A Red Bull mais uma vez mostra as armas de seu projetista chefe e tem ali o carro pronto para aproveitar as oportunidades que pintarem. Se a Mercedes não levar a vitória, serão os primeiros a coloca-la no colo. Ricciardo fez um trabalho espetacular na prova canadense e se habilitou para uma vitória espetacular. O problema da equipe é o cansaço de Newey. Ele já pediu transferência para outras áreas que ele possa ser mais criativo. O mestre cansou de ter suas soluções vetadas para nivelar um jogo que ele considera estar sendo nivelado por baixo. Ainda sim ele trabalha no carro de 2015, um alívio para turma austríaca.

No começo do ano havia dito que a Williams deveria voltar a vencer lá para 2016. A cada nova prova isso parece mais verdade. No Canadá o time tinha carro para estar em posição de vitória na falha das Mercedes, mas errou estratégia, devolveu Felipe e Bo77as em posições de pista criminosas e não se habilitou a vencer. Para coroar, seu piloto mais experiente não traduziu seu status de primeiro piloto em pontos. Pode dizer que a FIA puniu Perez e isso mostra a inocência de Felipe. Mas a mesma FIA que pune Perez é a FIA que todos os jornalistas reclamam de punições estapafúrdias contra pilotos. Não vamos usar essa punição como parâmetro. Fato é que Massa foi otimista demais, ainda mais sabendo que ia passar por um desmiolado como Perez. Se você se auto-proclama um líder, um veterano 1º piloto capaz de reconduzir o time as vitórias, cuide para que isso não aconteça.

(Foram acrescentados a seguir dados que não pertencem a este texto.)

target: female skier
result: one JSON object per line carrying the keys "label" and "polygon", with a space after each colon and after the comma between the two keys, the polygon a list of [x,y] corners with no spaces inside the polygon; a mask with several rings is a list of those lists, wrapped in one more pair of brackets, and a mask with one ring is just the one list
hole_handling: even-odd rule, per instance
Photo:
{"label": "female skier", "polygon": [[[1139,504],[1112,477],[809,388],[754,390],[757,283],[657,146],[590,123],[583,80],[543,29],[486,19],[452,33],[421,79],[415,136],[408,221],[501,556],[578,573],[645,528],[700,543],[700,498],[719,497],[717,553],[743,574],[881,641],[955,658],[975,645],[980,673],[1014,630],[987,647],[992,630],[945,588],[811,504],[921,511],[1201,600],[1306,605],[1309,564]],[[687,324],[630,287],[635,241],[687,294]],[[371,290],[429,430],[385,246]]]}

Para não perder o rumo, a Force India continua na sua luta para estabelecer seu terreno entre as sólidas equipes de F1. Grande trabalho esse ano e vem com tudo para morder uns pontos da Ferrari.

Ferrari, coitada, já pensa em 2015. Não anda o carro vermelho. O motor não vai bem também. Para melhorar, seu campeão Finlandês, não se entende com o carro e tem ficado para trás de Alonso, deixando de marcar pontos importantes para o time na luta de construtores.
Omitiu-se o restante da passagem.